Foreign manufacturers are interested in selling their humanoid robots in the Chinese market as displays of their products increase in the country, the China Business News reported.
Among these humanoid robots include Yang Yang, a "female" humanoid created by Japanese professor Hiroshi Ishiguro which debuted at the Global Mobile Internet Conference in Beijing in April. Another one is Sophia, the first mass-produced low-cost humanoid unveiled by Hanson Robotics at the T-Edge Innovation Summer Summit in Beijing in June.
Hanson Robotics CEO David Hanson said that the company is working with Xiaoi, a Chinese virtual voice assistant developer, to enable the English-speaking Sophia to speak Chinese.
Hanson, which is based in Hong Kong, said that they aim to get close to Chinese and Asian customers.
Ishiguro presented several possible uses of humanoids in the past, as a tool used in education and recreation of speeches and performances and in games.

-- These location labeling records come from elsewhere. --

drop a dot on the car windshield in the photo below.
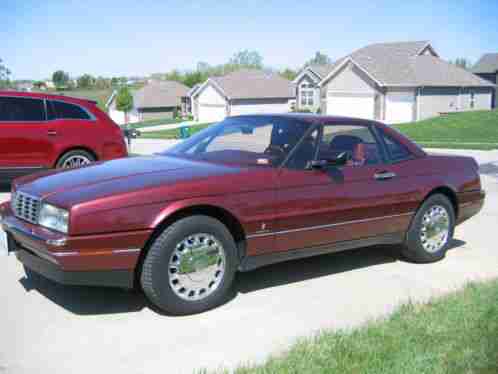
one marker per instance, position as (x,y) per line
(246,140)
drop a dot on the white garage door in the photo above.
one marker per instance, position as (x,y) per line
(399,107)
(240,109)
(351,105)
(211,113)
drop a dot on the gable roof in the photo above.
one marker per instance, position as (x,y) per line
(252,84)
(488,63)
(159,94)
(193,90)
(407,64)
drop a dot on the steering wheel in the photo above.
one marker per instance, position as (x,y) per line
(275,150)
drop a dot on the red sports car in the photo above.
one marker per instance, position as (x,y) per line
(41,131)
(244,193)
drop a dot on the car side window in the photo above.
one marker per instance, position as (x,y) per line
(356,141)
(62,110)
(304,153)
(20,109)
(397,151)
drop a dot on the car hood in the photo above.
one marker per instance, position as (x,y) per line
(117,177)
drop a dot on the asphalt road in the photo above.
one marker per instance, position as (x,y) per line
(47,328)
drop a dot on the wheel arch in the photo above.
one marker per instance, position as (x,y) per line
(75,148)
(445,191)
(221,214)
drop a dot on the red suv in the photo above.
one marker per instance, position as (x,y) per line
(41,131)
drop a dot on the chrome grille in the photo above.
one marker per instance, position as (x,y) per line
(26,207)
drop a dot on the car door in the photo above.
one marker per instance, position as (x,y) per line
(361,199)
(25,140)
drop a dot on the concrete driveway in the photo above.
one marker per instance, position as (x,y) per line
(47,328)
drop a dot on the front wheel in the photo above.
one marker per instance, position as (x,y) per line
(74,159)
(190,267)
(431,231)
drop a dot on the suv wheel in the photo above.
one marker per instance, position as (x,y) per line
(190,267)
(74,159)
(431,231)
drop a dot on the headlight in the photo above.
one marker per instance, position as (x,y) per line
(54,218)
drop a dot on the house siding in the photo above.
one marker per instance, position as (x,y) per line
(209,96)
(258,106)
(434,101)
(493,78)
(351,81)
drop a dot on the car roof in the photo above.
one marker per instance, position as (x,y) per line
(47,96)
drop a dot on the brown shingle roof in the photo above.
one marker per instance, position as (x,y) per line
(254,84)
(396,64)
(488,63)
(160,94)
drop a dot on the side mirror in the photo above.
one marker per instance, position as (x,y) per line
(340,160)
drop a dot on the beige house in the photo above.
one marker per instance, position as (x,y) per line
(242,92)
(157,99)
(392,82)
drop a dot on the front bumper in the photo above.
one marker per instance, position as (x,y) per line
(93,260)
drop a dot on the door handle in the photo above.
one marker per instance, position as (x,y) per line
(384,175)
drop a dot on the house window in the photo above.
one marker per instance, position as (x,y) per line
(307,95)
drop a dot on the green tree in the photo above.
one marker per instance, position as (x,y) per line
(174,75)
(319,59)
(289,74)
(192,78)
(60,79)
(124,101)
(102,83)
(246,59)
(462,62)
(86,81)
(4,75)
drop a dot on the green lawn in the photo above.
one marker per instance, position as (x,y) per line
(454,334)
(468,130)
(173,133)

Hanson added that human-like robots can also be used in training medical staff or to interact and assist visitors in theme parks.
The report, however, noted that most humanoid developers in China work in universities, not in the business world, despite foreign interest in the humanoid market in China, where artificial intelligence is a popular topic.
According to the report, several technical challenges must be overcome before humanoids can be offered to consumers and the commercial market. These include creating a stable voice recognition technology that will enable the robots to speak with emotions and tones. Humanoids also have poor comprehension and do not have the ability to understand sentences correctly.
Hanson, however, expressed confidence about the potential benefits of artificial intelligence, as robotics technology developed more rapidly in the past five years than in the last five decades.